Fig. S1 shows that Aip1 does not contribute significantly to actin dynamics in vivo. Fig. S2 shows that aipΔ cells have no defects in actin levels, drug uptake, or drug efflux. Fig. S3 shows DNase I inhibition indicating that aip1Δ cells have less actin monomer than wild-type cells. Video 1 shows actin tail dynamics marked by Abp1-mRFP in sla2Δ cells. Video 2 shows actin tail dynamics in sla2Δ cells expressing Abp1-mRFP and treated with 400 µM lat A. Video 3 shows actin assembly (Abp1-mRFP) at endocytic sites marked by Sla1-GFP in wild-type cells treated with 200 µM lat A. Video 4 shows Aip1-GFP and Abp1-mRFP dynamics simultaneously imaged in wild-type cells. Video 5 shows actin tail dynamics in aip1Δ sla2Δ cells expressing Abp1-mRFP and treated with 400 µM lat A. Video 6 shows actin assembly (Abp1-mRFP) at endocytic sites marked by Sla1-GFP in aip1Δ cells treated with 200 µM lat A. Table S1 shows yeast strains used in this study. Online supplemental material is available at http://www.jcb.org/cgi/content/full/jcb.200909176/DC1.

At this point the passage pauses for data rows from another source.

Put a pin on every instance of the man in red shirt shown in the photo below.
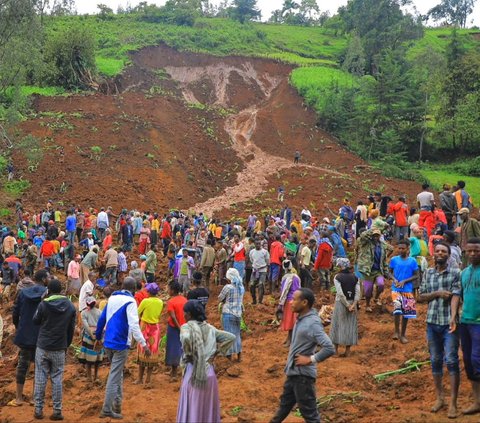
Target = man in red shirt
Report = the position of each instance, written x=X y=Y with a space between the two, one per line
x=238 y=252
x=166 y=234
x=277 y=254
x=323 y=262
x=400 y=213
x=47 y=251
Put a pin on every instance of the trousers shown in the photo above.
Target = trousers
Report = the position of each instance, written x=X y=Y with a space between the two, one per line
x=114 y=388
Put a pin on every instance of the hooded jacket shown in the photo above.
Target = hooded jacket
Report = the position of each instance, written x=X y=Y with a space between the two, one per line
x=56 y=316
x=23 y=311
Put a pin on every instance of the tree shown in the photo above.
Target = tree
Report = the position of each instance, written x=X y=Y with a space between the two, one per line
x=380 y=24
x=105 y=13
x=20 y=42
x=70 y=54
x=245 y=10
x=452 y=12
x=355 y=57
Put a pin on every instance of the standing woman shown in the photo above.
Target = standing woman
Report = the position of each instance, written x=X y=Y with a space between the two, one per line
x=232 y=309
x=144 y=237
x=344 y=329
x=199 y=400
x=175 y=320
x=290 y=284
x=149 y=312
x=88 y=355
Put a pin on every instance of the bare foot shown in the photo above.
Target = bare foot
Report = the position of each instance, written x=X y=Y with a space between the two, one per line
x=452 y=412
x=473 y=409
x=439 y=404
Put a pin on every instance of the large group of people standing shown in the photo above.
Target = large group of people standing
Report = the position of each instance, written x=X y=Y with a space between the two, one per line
x=117 y=264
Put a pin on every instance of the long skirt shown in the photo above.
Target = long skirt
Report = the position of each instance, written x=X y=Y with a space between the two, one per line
x=344 y=329
x=142 y=248
x=199 y=405
x=151 y=333
x=289 y=317
x=404 y=305
x=231 y=324
x=174 y=347
x=87 y=354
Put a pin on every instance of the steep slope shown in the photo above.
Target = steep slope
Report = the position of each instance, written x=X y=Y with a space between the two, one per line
x=193 y=131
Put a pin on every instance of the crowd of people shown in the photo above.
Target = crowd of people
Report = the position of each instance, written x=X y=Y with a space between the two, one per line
x=116 y=265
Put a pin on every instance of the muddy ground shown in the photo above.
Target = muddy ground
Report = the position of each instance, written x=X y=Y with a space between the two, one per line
x=249 y=391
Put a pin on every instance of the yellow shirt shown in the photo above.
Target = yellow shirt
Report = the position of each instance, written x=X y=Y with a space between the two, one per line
x=102 y=304
x=155 y=225
x=56 y=245
x=150 y=310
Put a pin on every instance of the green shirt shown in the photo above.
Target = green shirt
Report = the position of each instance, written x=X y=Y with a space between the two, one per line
x=471 y=295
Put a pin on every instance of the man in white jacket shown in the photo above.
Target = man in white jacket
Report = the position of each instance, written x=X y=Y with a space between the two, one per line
x=121 y=323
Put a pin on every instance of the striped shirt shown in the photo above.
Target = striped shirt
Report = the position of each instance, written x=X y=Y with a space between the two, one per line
x=439 y=309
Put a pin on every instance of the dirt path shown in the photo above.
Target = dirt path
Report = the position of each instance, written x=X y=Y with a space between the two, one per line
x=251 y=181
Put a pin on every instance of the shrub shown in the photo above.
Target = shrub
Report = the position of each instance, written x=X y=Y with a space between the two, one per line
x=16 y=188
x=71 y=55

We are very grateful to Emil Reisler for providing the Q41C actin mutant, Isabelle Le Blanc, Helen Stimpson, and Alphée Michelot for their critical reading of the manuscript, and the rest of the Drubin/Barnes laboratory for helpful discussion.
This work was supported by the National Institutes of Health (RO1 grant GM42759 to D.G. Drubin).